By Ian Davies, OD February 26, 2020
Running your own business is tough. It’s tougher still if you are the sole optometrist proprietor of your practice. Not only are you the boss, with all the responsibility of staff, bills, and premises, but you are also the key revenue generator of the business. Without the eye exam there is no money available to pay the bills. Put simply: “no you, no money!”
It’s actually slightly worse than that. If you are the sole provider of the eye examination in your business, then you are the person your patients come to see. While this is professionally satisfying and gratifying, it is also a limiting factor to the long-term financial value of your business. A business isn’t just valued based on its finances (turnover and profit); it is also valued based on the less tangible measure of goodwill. If the reason patients come through your doors is for your skill in doing an eye exam, then, if you are no longer there, a key component of the value of your business has gone. This becomes a significant issue if you are planning on retiring or selling the practice and moving on.

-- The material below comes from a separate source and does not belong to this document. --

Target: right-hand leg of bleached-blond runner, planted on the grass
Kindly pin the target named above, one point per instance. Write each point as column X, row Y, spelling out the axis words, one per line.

So, when is it time for a new optometrist? And do you have time for a new optometrist?
Know Your Limits
It doesn’t matter how brilliant we are, there are only 7 days a week and 24 hours in a day. Take away the time to carry out the essential tasks of eating, sleeping, relaxing and socializing and that leaves a finite amount of time available for carrying out eye exams. While it may be tempting to extend examining time into that allocated time for eating, sleeping etc., please don’t. Working longer hours certainly generates more eye exam time, but it does so to the detriment of relationships, health, and ultimately the quality of the service you give. Making yourself ill through overwork is not good for business!
Before committing to a new optometrist on the grounds of capacity, first check that you are working efficiently. Are there tasks that you are doing which could be more efficiently done by others? Say optometric assistants, for example. Are your appointments scheduled to optimize your time and minimize waiting time for your patients? By mapping out and questioning the value of each step of the patient journey in your office, you may find that you can create more appointment time within your existing opening hours. This “lean thinking” has been applied to many practices successfully.
OK, so you are at full capacity, or you want to free up some time for yourself, what are the considerations you should have?
Complementary Skill Sets
One way of expanding the practice is to look at expanding your specialities. Maybe you are passionate about managing patients with low vision but have little interest in contact lenses or pediatrics. Bringing in an associate with those skills will expand the breadth of your practice. That said, it is important, particularly if there are just two of you in the office, that each is comfortable with seeing the others’ patients.
Complementary Attitude Sets
Arguably, even more important than the skills, is the attitude of any job candidate. What are their core philosophies toward patient care? What is it about their past working backgrounds that they felt warranted a move? You should be seeking an associate who has the same belief system and attitudes towards your patients as you do, so that your patients feel equally happy about seeing them.
The days of asking people “what do they see themselves doing in 10 years’ time?” have long gone. The workforce of today is looking at shorter term horizons. That said, it’s really important to understand what someone is looking for in a role and fully explore their motivations for the job. It could be that they are looking to save some money before travelling the world, which may be great for you if you need a short-term solution, but not if you are looking to bring someone in as a partner to the business.
Where To Start
All recruiters will admit that the best way of finding talent is via their existing networks and their so called “Little Black Book” of contacts. Every professional should maintain their own “Little Black Book” (although mine is actually red). It starts with college classmates, people you meet at state association CE events, and national conferences. Keeping in contact with company sales reps and making sure that they know what your plans are is a great way of broadening your net. Then there are the online communities. Developing a robust LinkedIn following and engaging with the specialty eyecare and optometric groups on LinkedIn and other social media will all provide opportunities for you to expand your network. Posting occasional updates about your office and your philosophies will also grow your profile. You want to get to the position that colleagues are expressing an interest in working for you before you even post the job.
· Before considering hiring additional optometric capacity make sure that you are operating efficiently -review potential opportunities to delegate tasks and free up your time.
· Always ensure that you bring on associates with aligned or complementary clinical skills and attitudes towards patient care. Fully explore what their motivations for the change are.
· Build a “Little Black Book” of contacts in the industry you could work with or could help you find talent, and always develop your on-line networks.